Pracetās, Māriṣā, Dakṣa’s Re-manifestation, and the Brahma-parastava; Cyclic Creation and Genealogies
ददौ स दश धर्माय कश्यपाय त्रयोदश सप्तविंशति सोमाय चतस्रो ऽरिष्टनेमिने
dadau sa daśa dharmāya kaśyapāya trayodaśa saptaviṃśati somāya catasro 'riṣṭanemine
He bestowed ten (daughters) upon Dharma, thirteen upon Kaśyapa, twenty-seven upon Soma, and four upon Ariṣṭanemi.
Sage Parāśara (speaking to Maitreya)
Speaker: Parasara
Topic: How Dakṣa’s daughters become channels for cosmic populations and time-order.
Teaching: Cosmological
Quality: revealing
Creation Stage: Secondary
Concept: Cosmic order (dharma), living lineages, and the measurement of time (through Soma’s wives as nakṣatras) proceed through divinely structured relationships.
Vedantic Theme: Dharma
Application: Honor time-discipline and ethical order as sacred structures; align daily life with rhythms (vrata, calendar, duty) rather than impulse.

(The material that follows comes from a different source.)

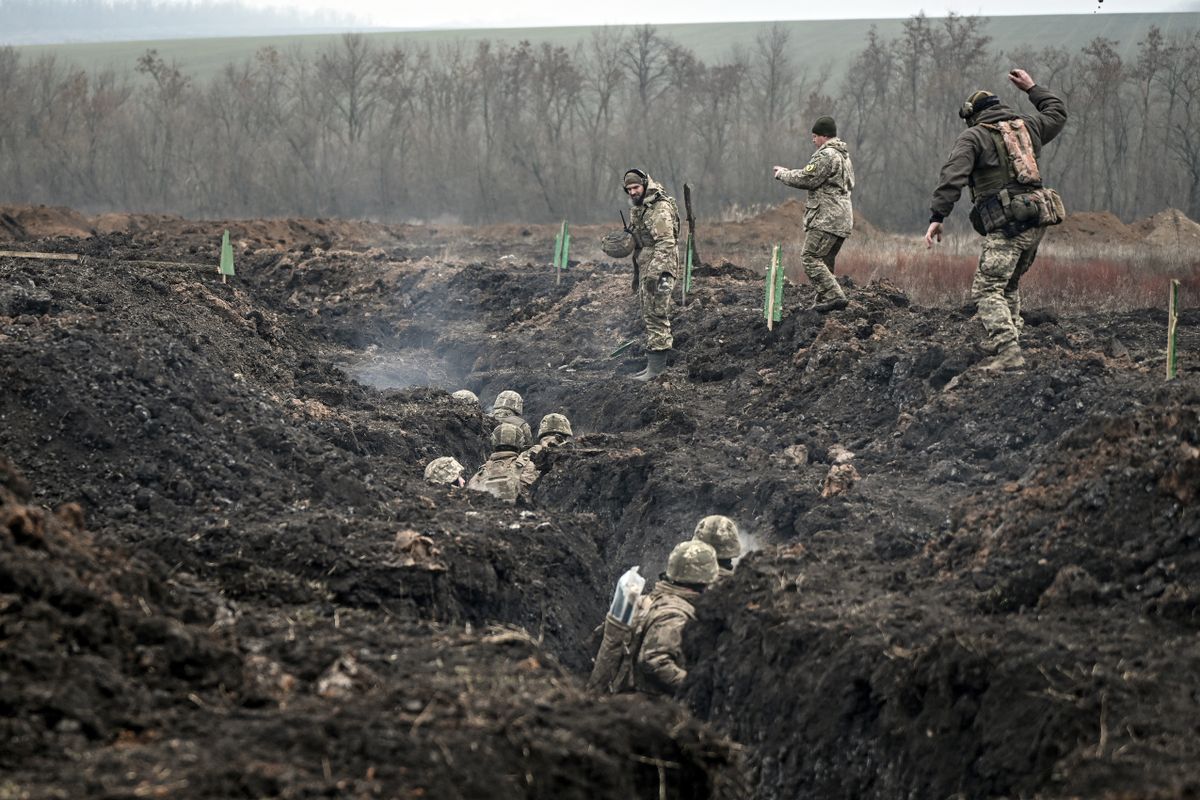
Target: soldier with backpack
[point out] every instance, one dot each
(646, 655)
(997, 157)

Vishishtadvaita: Multiplicity (wives, lineages, time-divisions) is real and meaningful as the Lord’s ordered body (śarīra) under His sovereignty.
Dharma Exemplar: Dharma (as personified righteousness)
Key Kings: Dakṣa, Dharma, Kaśyapa, Soma, Ariṣṭanemi
Vishnu Form: Para-Brahman
Jagat Karana: Yes
The twenty-seven refer to the Nakṣatras (lunar mansions), linking Soma (the Moon) to the measurement of time and ritual-calendar order—time itself functioning within Viṣṇu’s overarching cosmic rule.
Parāśara presents creation as structured through sanctioned lineages: Dharma embodies order, Kaśyapa becomes a prolific progenitor of many classes of beings, and Soma governs cyclical time—together forming a coherent cosmic system.
Even when the verse lists human-divine allocations, the Purāṇic frame treats these lineages as instruments of Viṣṇu’s supreme reality—His sovereignty sustaining both moral order (dharma) and cosmological continuity.